Flora: A Study in Postcards by Travis Alber.
This is “Who’s Flora?” original project. It is available inside the hypertext, in the section “About this project” as a PDF’s file (http://www.whoisflora.net/alber.pdf ) . Here’s the abstract:
“We are surrounded by pieces of the past--concrete messages from lives that have gone before us. Yet these artifacts are largely ignored in our present world of planned obsolescence and digital communication. My project combines unsuspecting messages from a past life, my interpretations of those messages, and a computer interface through which to understand them. In the summer of 1998 I discovered a number of postcards from the year 1947. They were sent by a twenty-something woman named Flora who traveled the United States alone, sending postcards to her family. The postcards moved me because Flora and I have many things in common: our ages, upbringing, and struggles, and because she traveled alone in that era. My project focuses on studying the cards, the notes they delivered, and my own impressions gathered from them.
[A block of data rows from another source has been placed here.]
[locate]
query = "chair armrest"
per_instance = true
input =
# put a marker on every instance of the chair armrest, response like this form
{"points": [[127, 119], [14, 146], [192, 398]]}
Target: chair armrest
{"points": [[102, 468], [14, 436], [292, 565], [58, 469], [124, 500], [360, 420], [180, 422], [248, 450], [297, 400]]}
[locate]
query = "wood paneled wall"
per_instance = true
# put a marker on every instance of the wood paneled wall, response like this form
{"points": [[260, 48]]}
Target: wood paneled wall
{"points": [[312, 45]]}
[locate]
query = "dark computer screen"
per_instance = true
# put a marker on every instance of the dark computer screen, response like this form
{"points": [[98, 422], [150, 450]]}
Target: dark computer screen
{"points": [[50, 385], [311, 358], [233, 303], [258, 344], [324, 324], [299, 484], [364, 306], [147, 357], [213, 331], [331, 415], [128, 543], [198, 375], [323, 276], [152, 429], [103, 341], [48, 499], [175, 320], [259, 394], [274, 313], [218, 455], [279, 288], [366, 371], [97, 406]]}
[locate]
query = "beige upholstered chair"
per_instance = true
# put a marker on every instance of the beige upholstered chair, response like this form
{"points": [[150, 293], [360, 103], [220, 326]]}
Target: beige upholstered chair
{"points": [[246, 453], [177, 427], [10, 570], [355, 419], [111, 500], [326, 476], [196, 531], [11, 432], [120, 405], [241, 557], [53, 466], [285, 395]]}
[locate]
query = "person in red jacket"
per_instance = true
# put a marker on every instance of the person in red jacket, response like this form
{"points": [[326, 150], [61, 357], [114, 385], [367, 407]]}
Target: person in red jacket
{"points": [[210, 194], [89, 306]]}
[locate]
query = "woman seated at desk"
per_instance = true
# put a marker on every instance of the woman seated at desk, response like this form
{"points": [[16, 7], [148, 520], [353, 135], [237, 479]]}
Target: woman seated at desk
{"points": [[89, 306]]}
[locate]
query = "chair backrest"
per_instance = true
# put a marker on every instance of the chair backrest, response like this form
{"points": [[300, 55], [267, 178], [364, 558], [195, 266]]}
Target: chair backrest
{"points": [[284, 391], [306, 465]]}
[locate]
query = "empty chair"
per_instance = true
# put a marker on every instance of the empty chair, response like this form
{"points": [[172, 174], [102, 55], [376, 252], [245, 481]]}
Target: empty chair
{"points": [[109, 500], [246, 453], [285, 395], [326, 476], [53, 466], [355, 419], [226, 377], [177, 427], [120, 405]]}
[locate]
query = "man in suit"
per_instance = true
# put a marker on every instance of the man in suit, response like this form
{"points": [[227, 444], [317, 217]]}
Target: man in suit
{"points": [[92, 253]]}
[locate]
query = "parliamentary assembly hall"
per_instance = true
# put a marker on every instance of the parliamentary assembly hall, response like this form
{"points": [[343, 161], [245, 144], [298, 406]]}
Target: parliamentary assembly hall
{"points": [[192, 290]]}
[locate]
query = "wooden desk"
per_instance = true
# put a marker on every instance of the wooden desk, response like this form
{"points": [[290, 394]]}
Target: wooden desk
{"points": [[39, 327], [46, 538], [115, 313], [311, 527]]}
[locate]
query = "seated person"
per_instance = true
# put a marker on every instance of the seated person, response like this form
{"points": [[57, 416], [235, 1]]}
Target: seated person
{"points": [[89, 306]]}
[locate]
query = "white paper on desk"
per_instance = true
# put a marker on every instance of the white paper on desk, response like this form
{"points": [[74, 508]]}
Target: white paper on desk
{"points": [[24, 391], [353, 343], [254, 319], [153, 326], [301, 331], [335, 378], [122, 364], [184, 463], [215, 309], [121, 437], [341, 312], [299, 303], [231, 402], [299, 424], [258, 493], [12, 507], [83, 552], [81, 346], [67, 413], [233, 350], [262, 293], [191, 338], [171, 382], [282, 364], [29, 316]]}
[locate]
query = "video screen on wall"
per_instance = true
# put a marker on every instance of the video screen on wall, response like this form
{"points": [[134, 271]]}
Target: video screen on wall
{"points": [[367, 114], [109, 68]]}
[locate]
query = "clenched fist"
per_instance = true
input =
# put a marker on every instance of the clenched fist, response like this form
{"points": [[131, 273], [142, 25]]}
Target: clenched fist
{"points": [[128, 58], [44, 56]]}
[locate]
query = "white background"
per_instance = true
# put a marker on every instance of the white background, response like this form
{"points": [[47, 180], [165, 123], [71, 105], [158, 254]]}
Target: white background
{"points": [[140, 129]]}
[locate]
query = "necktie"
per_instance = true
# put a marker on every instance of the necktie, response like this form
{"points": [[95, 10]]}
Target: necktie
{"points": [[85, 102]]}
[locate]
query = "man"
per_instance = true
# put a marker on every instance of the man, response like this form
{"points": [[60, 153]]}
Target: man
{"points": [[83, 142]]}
I was able to categorize the cards into four dominant themes: age, sense of place, time, and communication (primarily with family), and from those themes I created two separate storylines. The first storyline focuses on the death of a friend and the personal ramifications involved in such an event; the second story deals with the marriage of a friend and the tension between independence and love. The project was completed as an interactive CD-ROM using Macromedia Director. My two objectives were: to create, with the aid of the real postcards, sound, graphic design, text, a believable Flora character, and to discuss my own feelings about issues presented in the storyline. My opinions were visible in Flora’s writings, but were also presented on screens of their own. Using a computer allowed me to present other aspect of the experience: the sounds gave a sense of place, the graphic design of the Forties gave a sense of time, the writings gave a sense of age and filial communication. My two objectives were accomplished in the creation of these elements.”